6. Culture de palmiers en intérieur

  • Soins spécifiques dans les conditions de logement : D. marojejyi C'est un excellent palmier d'intérieur, car ses besoins environnementaux sont plus faciles à contrôler. Placez-le près d'une fenêtre lumineuse, à l'abri du soleil direct. Un humidificateur est quasiment indispensable pour réussir dans les maisons avec chauffage central. Le regrouper avec d'autres plantes peut également contribuer à augmenter l'humidité ambiante.

  • Replantation et hivernage : Rempotez seulement lorsque le palmier est à l'étroit dans ses racines, peut-être tous les 2 ou 3 ans. Il supporte mal les perturbations racinaires ; soyez donc prudent. Utilisez un pot profond pour favoriser le système racinaire. En hiver, réduisez la fréquence des arrosages car la croissance ralentit et protégez-le des courants d'air froid et de l'air sec des systèmes de chauffage.

7. Paysage et culture en extérieur

La culture en extérieur n'est possible que dans des climats très spécifiques, reproduisant son habitat naturel : la douceur des côtes de Californie du Sud ; les hautes altitudes d'Hawaï ; les zones abritées des côtes de Nouvelle-Zélande ou d'Australie ; ou des zones subtropicales fraîches similaires, sans températures extrêmes ni gel. Il faut la planter dans un endroit protégé du vent et du soleil direct, par exemple sous la canopée d'arbres plus grands.

8. Stratégies de culture en climat froid

  • Résistance au froid : Limitée. Elle est particulièrement adaptée aux zones de rusticité USDA 10a à 11. En zone 9b, elle nécessiterait une protection importante et un microclimat idéal pour survivre.

  • Protection hivernale : Pour les zones marginales, la protection hivernale est essentielle. Cela comprend un paillage épais autour de la base, l'enveloppement du tronc avec de la toile de jute ou une bâche antigel, et la couverture intégrale du palmier d'une couverture antigel lors des vagues de froid.

  • Systèmes et matériaux de protection hivernale : Pour les cultivateurs passionnés des régions froides, une serre temporaire peut être construite autour du palmier pour l'hiver. Pour la plupart, la culture en pot, transférable à l'intérieur ou sous serre, est la seule stratégie viable.

Établissement et entretien des paysages

  • Techniques de plantation pour réussir : Lors de la plantation en pleine terre, creusez un trou deux fois plus large que la motte et amendez généreusement le sol d'origine avec de la matière organique, de la pierre ponce et de l'écorce pour assurer un drainage optimal. Plantez le palmier légèrement en hauteur, de sorte que le haut de la motte soit juste au-dessus du sol environnant afin d'éviter la pourriture du collet.

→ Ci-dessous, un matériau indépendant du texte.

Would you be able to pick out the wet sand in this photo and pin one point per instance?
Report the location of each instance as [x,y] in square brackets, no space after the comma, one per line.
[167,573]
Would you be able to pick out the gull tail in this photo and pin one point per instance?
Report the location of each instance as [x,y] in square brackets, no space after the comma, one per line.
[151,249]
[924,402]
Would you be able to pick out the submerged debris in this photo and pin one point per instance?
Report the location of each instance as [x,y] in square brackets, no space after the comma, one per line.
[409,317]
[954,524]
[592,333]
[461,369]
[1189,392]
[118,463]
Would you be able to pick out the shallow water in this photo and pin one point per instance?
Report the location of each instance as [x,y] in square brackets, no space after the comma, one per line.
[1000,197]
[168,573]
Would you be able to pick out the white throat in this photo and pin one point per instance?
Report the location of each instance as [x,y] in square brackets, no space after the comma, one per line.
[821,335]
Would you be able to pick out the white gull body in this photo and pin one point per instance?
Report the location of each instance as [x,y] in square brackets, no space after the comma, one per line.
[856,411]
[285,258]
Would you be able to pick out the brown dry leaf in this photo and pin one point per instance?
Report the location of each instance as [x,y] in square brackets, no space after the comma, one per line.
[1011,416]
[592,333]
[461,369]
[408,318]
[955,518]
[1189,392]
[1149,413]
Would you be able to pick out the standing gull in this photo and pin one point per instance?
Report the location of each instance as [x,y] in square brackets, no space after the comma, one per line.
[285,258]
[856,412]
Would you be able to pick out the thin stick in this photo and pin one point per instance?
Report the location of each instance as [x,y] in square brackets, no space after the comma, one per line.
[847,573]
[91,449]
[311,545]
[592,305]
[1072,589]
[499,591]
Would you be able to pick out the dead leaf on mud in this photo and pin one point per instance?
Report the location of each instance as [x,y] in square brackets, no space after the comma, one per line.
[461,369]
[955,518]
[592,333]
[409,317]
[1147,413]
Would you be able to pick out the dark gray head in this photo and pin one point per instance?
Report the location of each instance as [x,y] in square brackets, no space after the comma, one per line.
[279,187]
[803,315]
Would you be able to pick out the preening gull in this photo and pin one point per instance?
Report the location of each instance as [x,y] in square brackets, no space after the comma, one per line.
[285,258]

  • Calendriers de maintenance à long terme : Une fois installé, l'entretien comprend un arrosage régulier pour éviter que le sol ne se dessèche complètement, l'application annuelle d'un engrais à libération lente pour palmiers au printemps et la taille des frondes entièrement mortes et brunes. Ne coupez jamais les frondes partiellement vertes, car le palmier en tire des nutriments.

Bref résumé final

Dypsis marojejyi Le « palmier à cochenilles » est un palmier de collection rare et magnifique, originaire des forêts tropicales d'altitude de Marojejy, à Madagascar. Sa particularité réside dans le tomentum blanc et dense de son manchon foliaire, qui imite une infestation de cochenilles. Sa réussite en culture repose sur la reproduction de son environnement naturel frais, humide et ombragé. Il exige un sol exceptionnellement bien drainé, une humidité constante, une forte hygrométrie et une protection contre les fortes chaleurs et le gel. Si sa croissance lente et ses besoins spécifiques le rendent difficile, sa beauté unique et sa rareté en font un spécimen extrêmement gratifiant pour l'amateur de palmiers.